Кажется, Мэри была в этом не уверена.
— А у меня есть маленький мальчик, — неожиданно сказала она.
— Не может быть.
— Я тебе покажу.
Она убежала, перебирая ножками в жёстких нарядных туфлях. Она скрылась за дверью и через мгновение появилась снова, толкая перед собой игрушечную коляску размером почти с настоящую. В ней сидел пластмассовый малыш с персиковыми щёчками и застывшей улыбкой на лице.
— Вот это да! До чего красивый, — сказала я, хотя от его улыбки делалось страшновато, а ещё мне не понравились жёсткие розовые пальчики, вытянутые так, как будто он собирается меня схватить.
Похоже, Мэри тоже чувствовала себя с ним неуютно. Она толкала коляску неохотно и не дотрагивалась до младенца, хотя он скатился на бок.
— Как его зовут? — спросила я.
— Малыш, — сказала Мэри.
— Малыш — и всё?
— Может, мне тоже назвать его Солнышко?
— Назови его Громила, тогда они, может быть, подружатся. Ты берёшь Малыша Громилу с собой спать?
— Нет, что ты! Мне не разрешают. Я могу его испачкать. Я беру в кровать плюшевого мишку. Мишку я больше всего люблю, хотя он старый.
— Старые игрушки гораздо лучше.
— Как твоя Фиалка?
— Я не игрушка, я птичка, — прощебетала Фиалка. — Мне нравится у тебя в саду, Мэри. Пожалуй, я совью себе здесь летнее гнёздышко.
Фиалка принялась летать повсюду в поисках прутиков. На бархатно-зеленой траве ни одного не нашлось, так что пришлось мне сорвать несколько веточек с изгороди. У Мэри был напряжённый вид. Помогать мне она не стала. Пальчики у неё были по-прежнему крепко вжаты в ладони.
Я попыталась переплести прутики, но они упорно распадались.
— Наверное, птицы где-то прячут запасы клея, — сказала я. — Ну ничего, мы их припасём для игры в солдатики. О, давай превратим все эти прутики в солдатиков и поиграем в войну.
— Я не умею играть в войну.
— А мы сейчас научимся.
— Я не умею, — сказала Мэри расстроенным голосом.
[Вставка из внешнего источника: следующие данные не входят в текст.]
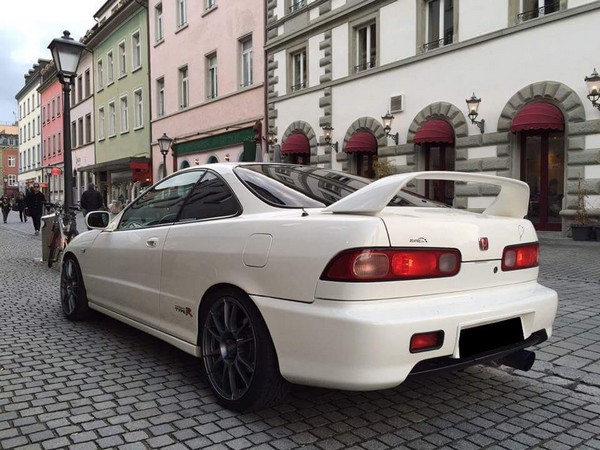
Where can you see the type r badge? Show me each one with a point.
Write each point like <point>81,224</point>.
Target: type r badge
<point>484,244</point>
<point>185,311</point>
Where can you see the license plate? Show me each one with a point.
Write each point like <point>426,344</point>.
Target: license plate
<point>485,338</point>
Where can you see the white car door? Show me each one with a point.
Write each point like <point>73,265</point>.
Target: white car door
<point>126,274</point>
<point>197,246</point>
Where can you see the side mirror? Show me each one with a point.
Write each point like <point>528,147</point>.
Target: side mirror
<point>97,220</point>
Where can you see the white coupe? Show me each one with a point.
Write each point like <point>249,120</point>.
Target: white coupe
<point>276,273</point>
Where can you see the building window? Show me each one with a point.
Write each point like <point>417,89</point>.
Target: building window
<point>366,47</point>
<point>100,75</point>
<point>88,83</point>
<point>122,60</point>
<point>295,5</point>
<point>158,23</point>
<point>246,61</point>
<point>212,75</point>
<point>160,97</point>
<point>112,119</point>
<point>111,67</point>
<point>80,131</point>
<point>124,115</point>
<point>531,9</point>
<point>138,109</point>
<point>299,70</point>
<point>439,23</point>
<point>181,13</point>
<point>136,46</point>
<point>184,91</point>
<point>88,128</point>
<point>80,88</point>
<point>101,123</point>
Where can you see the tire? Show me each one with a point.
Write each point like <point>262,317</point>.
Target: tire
<point>54,251</point>
<point>238,354</point>
<point>73,297</point>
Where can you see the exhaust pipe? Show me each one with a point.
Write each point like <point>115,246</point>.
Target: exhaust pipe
<point>522,360</point>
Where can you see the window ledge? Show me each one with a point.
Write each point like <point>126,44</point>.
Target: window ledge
<point>181,27</point>
<point>209,10</point>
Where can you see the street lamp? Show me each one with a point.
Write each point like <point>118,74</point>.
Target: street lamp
<point>164,143</point>
<point>66,53</point>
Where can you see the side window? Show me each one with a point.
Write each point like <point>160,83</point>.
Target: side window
<point>160,204</point>
<point>210,198</point>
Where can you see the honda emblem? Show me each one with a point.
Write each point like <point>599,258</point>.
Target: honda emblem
<point>484,244</point>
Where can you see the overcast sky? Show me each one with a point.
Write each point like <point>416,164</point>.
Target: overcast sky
<point>28,26</point>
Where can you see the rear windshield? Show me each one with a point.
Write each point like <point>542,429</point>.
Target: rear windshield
<point>296,186</point>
— Ну ладно, ладно. Давай поиграем в дочки-матери. Мама-прутик, папа-прутик и куча детишек-прутиков, идёт?
— Идёт, — сказала Мэри, но не разжала кулачки, чтобы взять себе прутик.
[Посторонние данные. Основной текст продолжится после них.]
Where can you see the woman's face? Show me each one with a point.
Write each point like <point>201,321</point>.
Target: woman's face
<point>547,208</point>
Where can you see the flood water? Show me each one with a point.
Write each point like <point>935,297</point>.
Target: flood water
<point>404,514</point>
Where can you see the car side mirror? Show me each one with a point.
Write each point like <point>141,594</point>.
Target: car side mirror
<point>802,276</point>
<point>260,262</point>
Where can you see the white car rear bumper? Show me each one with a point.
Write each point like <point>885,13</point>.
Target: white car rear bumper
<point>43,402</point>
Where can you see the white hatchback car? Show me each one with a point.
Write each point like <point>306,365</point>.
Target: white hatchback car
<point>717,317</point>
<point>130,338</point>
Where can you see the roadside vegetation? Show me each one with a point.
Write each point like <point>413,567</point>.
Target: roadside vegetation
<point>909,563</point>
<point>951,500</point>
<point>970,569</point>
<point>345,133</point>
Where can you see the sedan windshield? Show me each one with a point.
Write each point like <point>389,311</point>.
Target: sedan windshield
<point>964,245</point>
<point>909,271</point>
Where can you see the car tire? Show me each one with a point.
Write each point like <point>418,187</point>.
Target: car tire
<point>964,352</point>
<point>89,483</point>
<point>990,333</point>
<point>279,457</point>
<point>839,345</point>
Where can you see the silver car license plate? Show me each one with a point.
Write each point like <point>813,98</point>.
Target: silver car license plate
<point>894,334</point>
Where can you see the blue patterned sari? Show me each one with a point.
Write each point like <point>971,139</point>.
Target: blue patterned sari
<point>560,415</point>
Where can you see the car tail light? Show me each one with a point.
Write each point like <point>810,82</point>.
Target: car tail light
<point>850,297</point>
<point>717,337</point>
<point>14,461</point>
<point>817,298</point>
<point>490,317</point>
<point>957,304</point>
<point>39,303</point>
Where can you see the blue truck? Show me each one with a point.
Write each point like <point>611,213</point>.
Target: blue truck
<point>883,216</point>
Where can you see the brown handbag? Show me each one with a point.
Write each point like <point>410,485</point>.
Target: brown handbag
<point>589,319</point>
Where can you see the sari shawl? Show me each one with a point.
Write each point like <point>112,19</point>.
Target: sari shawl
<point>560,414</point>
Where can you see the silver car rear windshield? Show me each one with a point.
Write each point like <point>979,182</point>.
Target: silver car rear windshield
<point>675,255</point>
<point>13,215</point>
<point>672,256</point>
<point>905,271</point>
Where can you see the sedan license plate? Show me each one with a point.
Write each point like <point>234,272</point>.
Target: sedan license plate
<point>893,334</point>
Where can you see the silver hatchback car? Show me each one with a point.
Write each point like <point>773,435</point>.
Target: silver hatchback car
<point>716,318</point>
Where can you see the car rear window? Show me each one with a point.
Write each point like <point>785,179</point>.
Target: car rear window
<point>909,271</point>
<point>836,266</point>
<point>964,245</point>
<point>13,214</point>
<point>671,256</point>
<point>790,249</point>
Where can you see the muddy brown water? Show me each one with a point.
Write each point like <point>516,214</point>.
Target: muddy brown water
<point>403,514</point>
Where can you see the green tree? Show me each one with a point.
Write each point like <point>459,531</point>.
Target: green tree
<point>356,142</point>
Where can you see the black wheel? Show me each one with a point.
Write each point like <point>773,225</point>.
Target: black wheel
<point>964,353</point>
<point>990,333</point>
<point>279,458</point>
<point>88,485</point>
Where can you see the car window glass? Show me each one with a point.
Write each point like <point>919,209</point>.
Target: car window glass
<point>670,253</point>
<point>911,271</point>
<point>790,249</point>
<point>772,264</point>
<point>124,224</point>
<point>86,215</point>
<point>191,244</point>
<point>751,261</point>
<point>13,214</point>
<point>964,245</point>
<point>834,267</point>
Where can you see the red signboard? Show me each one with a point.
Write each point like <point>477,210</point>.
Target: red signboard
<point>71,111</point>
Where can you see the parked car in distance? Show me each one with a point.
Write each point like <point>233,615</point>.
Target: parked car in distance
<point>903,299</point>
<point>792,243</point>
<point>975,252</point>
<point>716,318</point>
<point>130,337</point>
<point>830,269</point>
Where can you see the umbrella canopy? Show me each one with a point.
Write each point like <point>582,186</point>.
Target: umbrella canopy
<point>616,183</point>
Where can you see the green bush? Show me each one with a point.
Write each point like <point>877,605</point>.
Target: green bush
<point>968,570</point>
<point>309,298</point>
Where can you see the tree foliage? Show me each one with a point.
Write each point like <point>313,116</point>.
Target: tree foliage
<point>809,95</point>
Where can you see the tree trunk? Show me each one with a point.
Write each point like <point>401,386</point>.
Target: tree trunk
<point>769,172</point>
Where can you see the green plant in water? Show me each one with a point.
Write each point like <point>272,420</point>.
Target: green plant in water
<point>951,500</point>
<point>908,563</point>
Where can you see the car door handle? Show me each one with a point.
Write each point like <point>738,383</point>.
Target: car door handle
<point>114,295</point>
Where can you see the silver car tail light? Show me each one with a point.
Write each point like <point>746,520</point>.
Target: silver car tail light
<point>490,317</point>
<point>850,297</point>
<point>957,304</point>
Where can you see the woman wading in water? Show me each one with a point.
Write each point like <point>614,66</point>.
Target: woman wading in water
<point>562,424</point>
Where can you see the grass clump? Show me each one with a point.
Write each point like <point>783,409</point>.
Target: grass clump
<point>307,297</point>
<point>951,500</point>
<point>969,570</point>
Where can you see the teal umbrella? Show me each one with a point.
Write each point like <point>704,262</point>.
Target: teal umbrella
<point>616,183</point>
— Ну тогда просто смотри. — Я взяла в руки один из прутиков. — «Привет, привет! Я девочка-веточка, меня зовут Кэти, и я танцую, как в балете».
Веточка затанцевала у Мэри перед носом. Мэри улыбнулась.
— А ты возьми Томми-прутика, пусть он с ней потанцует, — предложила я.
— Нет, сделай это ты, — сказала Мэри.
Кэти и Томми некоторое время кружились в танце у меня в руках.
— Найди теперь младенца — Титчи-прутика, и пусть он тоже потанцует.
— Младенцы не умеют танцевать, — сказала Мэри.
— Ладно, пусть он тогда ползает. Ну конечно, он ползает под ногами, и Кэти с Томми все время на него падают.
— Сделай, чтобы он ползал, Дикси, — попросила Мэри.
— Придётся тебе помочь. У меня же не три руки. На! — Я отломила от прутика маленький кончик. — Видишь, вот он, маленький Титчи. Правда, хорошенький? Ой, он от меня уполз! Лови его, Мэри!
Я бросила кончик прутика. Мэри послушно подставила руки, чтобы его поймать. Кончики пальцев у неё были ярко-красные и воспалённые; каждый ноготок был обрезан до живого мяса.
— Мэри! Что у тебя с ногтями!
Она выронила прутик и снова сжала кулачки.
— Что ты с ними делала? Ты что, хотела сама попробовать их постричь?
— Да, — прошептала Мэри, низко наклонив голову.
— Но это же жуткая боль! Зачем ты это сделала? Почему ты не попросила маму постричь тебе ногти?
Мэри молчала.
— Мэри? Это мама так постригла тебе ногти?